Now, the important message: a lot of hockey players can play, and are willing to play, the same role Shawn Thornton did for Boston. They probably could’ve done it as well, he just checked each and every “little things” box to earn the nod over the next near-identical AHL player. He worked in the community, he said the right things, he got the puck deep, and he would fight anybody whenever he was asked - without getting his ass handed to him.

What I’m saying here, though, is that if the actual hockey playing requirements of a role are so low, and you have to max out your skill-set to fill that job, you’re in trouble when you lose a step. Or a half-step. Or a quarter-step. Or a tenth of a…

Shawn Thornton never had a step to give, but age - he’s 37 next month - has taken one anyway. It probably did awhile ago.

Now he’s in a situation where a team is going to look at his career, and sign him to be a mascot.

It’s easy to see how a team could look at Thornton and go “This is what we need - a winner with heart and character.” He first showed up in the league some 12 years ago, and now has a unique hockey resume. He’s amassed 660 NHL games (559 regular season, 101 playoffs - how many people have a ratio like that?). He’s won two Stanley Cups. He’s fought like, 150 times. And for all that, he’s earned a (comparatively) meager $5.375 million. (His ex-teammate Blake Wheeler made more than that this past season. Hell, that’s less than half the value of 20-year-old Nail Yakupov’s entry level deal.)

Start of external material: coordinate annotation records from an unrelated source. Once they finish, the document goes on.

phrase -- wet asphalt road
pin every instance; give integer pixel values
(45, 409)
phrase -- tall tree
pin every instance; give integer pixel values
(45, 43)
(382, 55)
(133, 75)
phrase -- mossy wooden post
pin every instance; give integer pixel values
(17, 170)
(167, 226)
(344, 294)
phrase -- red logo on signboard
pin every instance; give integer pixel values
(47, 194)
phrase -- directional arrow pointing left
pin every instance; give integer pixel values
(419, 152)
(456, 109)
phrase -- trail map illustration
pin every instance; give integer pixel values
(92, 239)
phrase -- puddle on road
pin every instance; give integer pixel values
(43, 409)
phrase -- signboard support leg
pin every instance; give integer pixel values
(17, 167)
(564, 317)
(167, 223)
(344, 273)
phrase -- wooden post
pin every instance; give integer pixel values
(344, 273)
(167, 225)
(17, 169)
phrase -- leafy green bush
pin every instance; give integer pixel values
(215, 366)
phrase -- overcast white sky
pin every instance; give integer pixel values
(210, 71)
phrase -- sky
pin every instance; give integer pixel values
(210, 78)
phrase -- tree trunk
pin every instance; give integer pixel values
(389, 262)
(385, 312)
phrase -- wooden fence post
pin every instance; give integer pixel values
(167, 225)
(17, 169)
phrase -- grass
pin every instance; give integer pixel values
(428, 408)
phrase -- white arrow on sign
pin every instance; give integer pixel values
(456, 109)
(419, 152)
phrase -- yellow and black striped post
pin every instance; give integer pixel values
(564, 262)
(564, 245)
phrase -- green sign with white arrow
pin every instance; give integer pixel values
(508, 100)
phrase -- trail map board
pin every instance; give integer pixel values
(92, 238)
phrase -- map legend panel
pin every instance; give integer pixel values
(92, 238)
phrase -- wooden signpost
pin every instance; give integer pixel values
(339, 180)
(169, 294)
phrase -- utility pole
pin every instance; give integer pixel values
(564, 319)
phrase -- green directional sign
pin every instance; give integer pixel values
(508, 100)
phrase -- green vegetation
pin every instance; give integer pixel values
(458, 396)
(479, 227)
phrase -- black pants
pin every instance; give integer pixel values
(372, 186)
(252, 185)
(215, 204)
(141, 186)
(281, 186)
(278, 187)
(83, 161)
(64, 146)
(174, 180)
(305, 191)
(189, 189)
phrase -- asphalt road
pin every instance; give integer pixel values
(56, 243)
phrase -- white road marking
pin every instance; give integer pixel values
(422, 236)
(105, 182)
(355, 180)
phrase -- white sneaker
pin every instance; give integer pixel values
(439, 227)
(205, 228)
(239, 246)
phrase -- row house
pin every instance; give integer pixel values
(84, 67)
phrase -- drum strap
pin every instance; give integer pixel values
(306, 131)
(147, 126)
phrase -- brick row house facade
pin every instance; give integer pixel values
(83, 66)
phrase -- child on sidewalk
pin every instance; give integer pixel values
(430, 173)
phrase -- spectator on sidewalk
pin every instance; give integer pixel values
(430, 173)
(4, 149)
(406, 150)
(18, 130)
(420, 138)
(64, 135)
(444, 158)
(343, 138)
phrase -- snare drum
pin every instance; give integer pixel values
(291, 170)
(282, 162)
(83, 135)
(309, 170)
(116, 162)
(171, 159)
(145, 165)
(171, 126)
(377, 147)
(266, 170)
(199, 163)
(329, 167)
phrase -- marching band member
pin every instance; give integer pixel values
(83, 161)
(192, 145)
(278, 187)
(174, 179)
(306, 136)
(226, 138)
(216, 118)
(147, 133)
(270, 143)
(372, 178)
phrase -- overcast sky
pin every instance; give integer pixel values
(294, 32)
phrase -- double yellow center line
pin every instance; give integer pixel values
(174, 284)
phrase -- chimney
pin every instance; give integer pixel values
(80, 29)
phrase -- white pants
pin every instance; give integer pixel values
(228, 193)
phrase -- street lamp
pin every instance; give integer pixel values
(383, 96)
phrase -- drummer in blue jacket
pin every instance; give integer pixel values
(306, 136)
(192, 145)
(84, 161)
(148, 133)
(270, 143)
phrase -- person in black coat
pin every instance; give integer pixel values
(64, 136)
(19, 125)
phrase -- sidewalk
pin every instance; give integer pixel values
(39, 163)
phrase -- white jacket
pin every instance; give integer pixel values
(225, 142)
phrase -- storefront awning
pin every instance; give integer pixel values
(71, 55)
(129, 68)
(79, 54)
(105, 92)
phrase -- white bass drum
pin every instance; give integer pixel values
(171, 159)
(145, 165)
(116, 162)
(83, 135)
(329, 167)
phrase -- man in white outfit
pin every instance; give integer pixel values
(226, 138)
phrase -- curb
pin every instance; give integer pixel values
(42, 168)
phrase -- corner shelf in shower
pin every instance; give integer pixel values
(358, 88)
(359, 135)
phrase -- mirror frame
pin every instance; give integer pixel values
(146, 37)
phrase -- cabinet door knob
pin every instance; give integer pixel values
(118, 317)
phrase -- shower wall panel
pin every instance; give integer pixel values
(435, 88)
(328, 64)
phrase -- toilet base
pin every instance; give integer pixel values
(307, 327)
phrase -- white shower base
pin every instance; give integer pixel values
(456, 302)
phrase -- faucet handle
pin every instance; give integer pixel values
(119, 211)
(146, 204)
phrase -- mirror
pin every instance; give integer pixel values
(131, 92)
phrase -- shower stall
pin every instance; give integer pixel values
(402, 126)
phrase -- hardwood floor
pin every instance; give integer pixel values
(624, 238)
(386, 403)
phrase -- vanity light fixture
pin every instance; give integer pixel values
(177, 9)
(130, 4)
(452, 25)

This guy is a grinder who refuses to quit, and we need that, a savvy executive will say.

And so, some team will have a mascot, a name on the bench who can no longer play at a high enough level for all his “intangibles” to matter. If he can’t operate within an NHL game, the things that Bruins fans and media laud about him simply cease to matter. If you can’t play, you can’t play.

If you want to bring in a guy who provides some of the things Thornton does aside from hockey, bring him in as a coach. Hire him to operate within a player development role. I have no doubt that players can be coerced into playing tougher, that they’ll play harder for men they respect, and that they can buy into a culture of toughness.

But I also have no doubt that players like Thornton can be easily dismissed in the room if they can’t do the whole “hockeying” part of the job, and that can take away from those overrated intangibles. If I’m in the dressing room with him, I’m not taking crap for not being tough enough from a guy who can’t handle passes, or can’t keep up with the play. I wouldn’t feel the need to emulate the guy who sits in the pressbox for three game, gets five minutes, gets in a fight, then says rah-rah on the bench. Would you?

Shawn Thornton had a career to be proud of, truly. He fought (often literally) for every game, every win, and every dollar he earned. I don’t blame him for trying to stretch his career into another paycheck, more starts, and more wins. Play til they say you can’t.

But if you’re a team looking to bring in what Thornton brought the Bruins, look elsewhere. Everything he brings to the table is voided by his inability to be a contributing NHLer these days. You’d be bringing in a mascot.